Parco nazionale del Pieljekaise: tra betulle di montagna e valli fiorite

|19/06, 2026

Parco nazionale del Pieljekaise: tra betulle di montagna e valli fiorite

Veduta del Parco Nazionale di Pieljekaise con una foresta di betulle di montagna e una cima montuosa sullo sfondo.

Quando la maggior parte delle persone pensa alle escursioni in montagna in Svezia, la mente corre subito alle vette imponenti del Sarek o al sentiero ben battuto intorno ad Abisko. Ma tra i monti Arjeplogsfjällen, incastonati tra i villaggi di Jäckvik e Adolfström, si trova uno dei nostri parchi nazionali meno conosciuti ma più caratteristici: il Pieljekaise .

Pieljekaise, o Bieljijgájse in lingua sami Lule, significa "Montagna dell'orecchio". Il nome deriva dalla montagna con le sue due cime che ricordano un paio di orecchie. Qui non troverete aridi massicci di alta montagna, ma una delle foreste di betulle di montagna meglio conservate del paese, valli ricche di erbe aromatiche e una tranquillità difficile da trovare lungo i tratti più frequentati del Sentiero del Re. Questo è un luogo per coloro che apprezzano il silenzio, la biodiversità botanica e una forma di natura selvaggia più accessibile.

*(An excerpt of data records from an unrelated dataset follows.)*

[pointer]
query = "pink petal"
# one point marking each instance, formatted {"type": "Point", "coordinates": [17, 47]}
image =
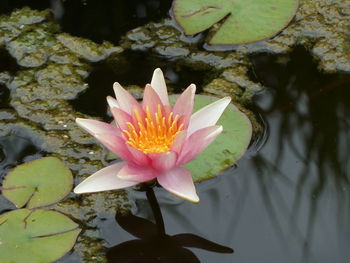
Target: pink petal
{"type": "Point", "coordinates": [197, 142]}
{"type": "Point", "coordinates": [139, 157]}
{"type": "Point", "coordinates": [115, 144]}
{"type": "Point", "coordinates": [179, 141]}
{"type": "Point", "coordinates": [207, 116]}
{"type": "Point", "coordinates": [103, 180]}
{"type": "Point", "coordinates": [179, 182]}
{"type": "Point", "coordinates": [151, 99]}
{"type": "Point", "coordinates": [97, 127]}
{"type": "Point", "coordinates": [135, 173]}
{"type": "Point", "coordinates": [112, 102]}
{"type": "Point", "coordinates": [184, 104]}
{"type": "Point", "coordinates": [164, 161]}
{"type": "Point", "coordinates": [121, 118]}
{"type": "Point", "coordinates": [125, 100]}
{"type": "Point", "coordinates": [158, 84]}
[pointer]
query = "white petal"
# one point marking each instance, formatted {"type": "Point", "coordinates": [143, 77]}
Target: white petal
{"type": "Point", "coordinates": [207, 116]}
{"type": "Point", "coordinates": [97, 127]}
{"type": "Point", "coordinates": [125, 100]}
{"type": "Point", "coordinates": [104, 180]}
{"type": "Point", "coordinates": [158, 84]}
{"type": "Point", "coordinates": [112, 102]}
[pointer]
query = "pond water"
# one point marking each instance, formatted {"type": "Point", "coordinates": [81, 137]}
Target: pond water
{"type": "Point", "coordinates": [287, 200]}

La foresta di betulle di montagna: il cuore pulsante del parco.

Il motivo principale per cui il Pieljekaise fu istituito come parco nazionale nel 1909 fu quello di preservare una vasta area di foresta incontaminata di betulle di montagna. Può sembrare un luogo insignificante a chi non lo conosce, ma per l'escursionista che si prende il tempo di fermarsi, la foresta qui è un'esperienza a sé stante. Gli alberi sono nodosi, di un grigio argenteo e ricoperti di licheni, plasmati da decenni di intemperie e abbondanti nevicate.

Nella Pieljekaise, la natura è lasciata a sé stessa. Tronchi caduti giacciono sul terreno, creando habitat per licheni e funghi rari, conferendo alla foresta un'atmosfera antica, quasi fiabesca. Quando si passeggia in questi luoghi, non è solo il panorama a contare, ma anche i piccoli dettagli: il profumo del muschio umido e il suono ovattato dei propri passi sul terreno soffice.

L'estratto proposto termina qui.